I got used to talking about poo – its quantity, colour, texture, consitency, etc – when I worked on the colorectal and breast cancer project (the job that eventually drove me quite mad and into the state in which you currently find ol' Surly Snobby). Much in the same way, when I worked on HIV project (sorry I couldn't find a link in English) where two thousand gay men underwent regular, very detailed and thorough interviews on their sex life I grew accustomed very rapidly to discussing the finer point of fellatio, rimming, mutual masturbation, etc. around the office over coffee and croissants. I liked that job a lot!
So the day before yesterday when Médecin-sans-frontières who was to undergo a screening colonoscopy kept excusing himself to go to the little boys room kept apologizing, I had to tell him to stop worrying about grossing me out. I'd already seen it all (on that topic, at least). Everyone over the age of fifty needs to screen for colorectal cancer every four or five years with a simple fecal test. My friend, who is very much younger than fifty and has a history of colorectal cancer in his family, had to start screening with a colonoscopy when he was fifteen years younger than the age his closest family member was when they were diagnosed.
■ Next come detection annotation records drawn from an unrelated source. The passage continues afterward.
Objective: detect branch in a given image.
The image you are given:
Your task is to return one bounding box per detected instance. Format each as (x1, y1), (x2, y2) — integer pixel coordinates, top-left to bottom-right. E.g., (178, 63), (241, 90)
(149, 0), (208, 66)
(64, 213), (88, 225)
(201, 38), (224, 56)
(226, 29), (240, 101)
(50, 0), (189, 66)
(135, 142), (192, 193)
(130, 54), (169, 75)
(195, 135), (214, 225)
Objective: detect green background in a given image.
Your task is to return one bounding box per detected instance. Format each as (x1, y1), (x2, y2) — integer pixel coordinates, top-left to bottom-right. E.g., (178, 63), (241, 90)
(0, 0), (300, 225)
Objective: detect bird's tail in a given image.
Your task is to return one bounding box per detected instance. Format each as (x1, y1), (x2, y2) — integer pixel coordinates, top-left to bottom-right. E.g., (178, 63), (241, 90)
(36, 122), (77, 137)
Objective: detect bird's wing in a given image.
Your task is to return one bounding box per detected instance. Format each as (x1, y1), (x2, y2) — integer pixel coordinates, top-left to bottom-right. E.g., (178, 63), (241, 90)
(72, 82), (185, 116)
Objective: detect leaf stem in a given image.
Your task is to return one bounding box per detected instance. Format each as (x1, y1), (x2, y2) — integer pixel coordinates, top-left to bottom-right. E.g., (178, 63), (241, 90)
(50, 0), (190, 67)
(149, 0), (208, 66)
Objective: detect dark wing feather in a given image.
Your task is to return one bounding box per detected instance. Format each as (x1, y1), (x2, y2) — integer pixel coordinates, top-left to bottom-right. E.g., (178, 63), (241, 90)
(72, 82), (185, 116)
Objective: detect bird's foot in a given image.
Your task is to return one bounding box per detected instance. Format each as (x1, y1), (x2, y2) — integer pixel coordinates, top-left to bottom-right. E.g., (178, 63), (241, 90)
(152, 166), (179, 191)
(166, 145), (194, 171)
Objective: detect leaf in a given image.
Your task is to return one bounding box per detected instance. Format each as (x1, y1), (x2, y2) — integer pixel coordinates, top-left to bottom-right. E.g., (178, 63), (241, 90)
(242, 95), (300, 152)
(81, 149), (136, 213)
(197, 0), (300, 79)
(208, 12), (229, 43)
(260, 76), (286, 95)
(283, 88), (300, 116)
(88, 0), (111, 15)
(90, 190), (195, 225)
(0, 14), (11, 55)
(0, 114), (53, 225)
Part of the preparation for this procedure is to drink a vile, gag-inducing potion that cleans out every nook and cranny of ones digestive tract. Along with this concoction comes a forty-eight-hour fast during which you may drink nothing but clear liquids and eat nothing but jello, which is congealed clear liquid. From what I could tell, this is even more fun than it sounds. Observing my friend that afternoon as he oscillated between hunger-induced hallucinations and wrenching bowel movements, I could hardly wait for my own, very first colonoscopy.
We did, however, have a very good, very surreal conversation on the nature of life, love, and the universe that would have made Bergman proud. Neither of us discussed the possible results of the procedure he was about to undergo.
The next morning little fluffy pink clouds flounced in tiny puffs around his head as he sat in the recovery room when I arrived at the hospital to pick him up. Now of all my smiley friends, Médecin-sans-frontières is the one with the biggest, brightest smile. I can see it across the room in a dark bar when I arrive late. I hear it when we speak on the phone. The smile that greeted me was probably the largest I have ever seen, but it wasn't big enough to mask his dilated pupils.
"Hey there!" Up went his arms into the air.
"Hey. How's it going?"
"Great! Well, they pumped me full of air so I really really have to fart . . . oops!" he tittered through his fingers like a child who'd just said a dirty word in front of Teacher. "I'm on valium and demerol", he explained.
"I can hardly notice. And did they give you your results?"
"Oh yeah. I'm fine." He shook is head knowingly. "I knew I'd be fine. I'm a doctor."
"Well, that's great then!"
"Oh yeah! It's been a great morning! I am so hungry!"
A great morning, eh. Well, sign me up for my colonoscopy because I want to have a great morning too.
To celebrate his healthy colon, he selected the ever-health conscious MacDonald's as the first solid food to pass his lips in over two days. We munched on warm worm'n'grease burgers as we floated back to his place, both of us healthy and happy. The breeze was warm and the burgers were tasty. He glided through the sunlight along the sidewalk and I strolled beside him and I didn't much care where we were going. It was a good morning.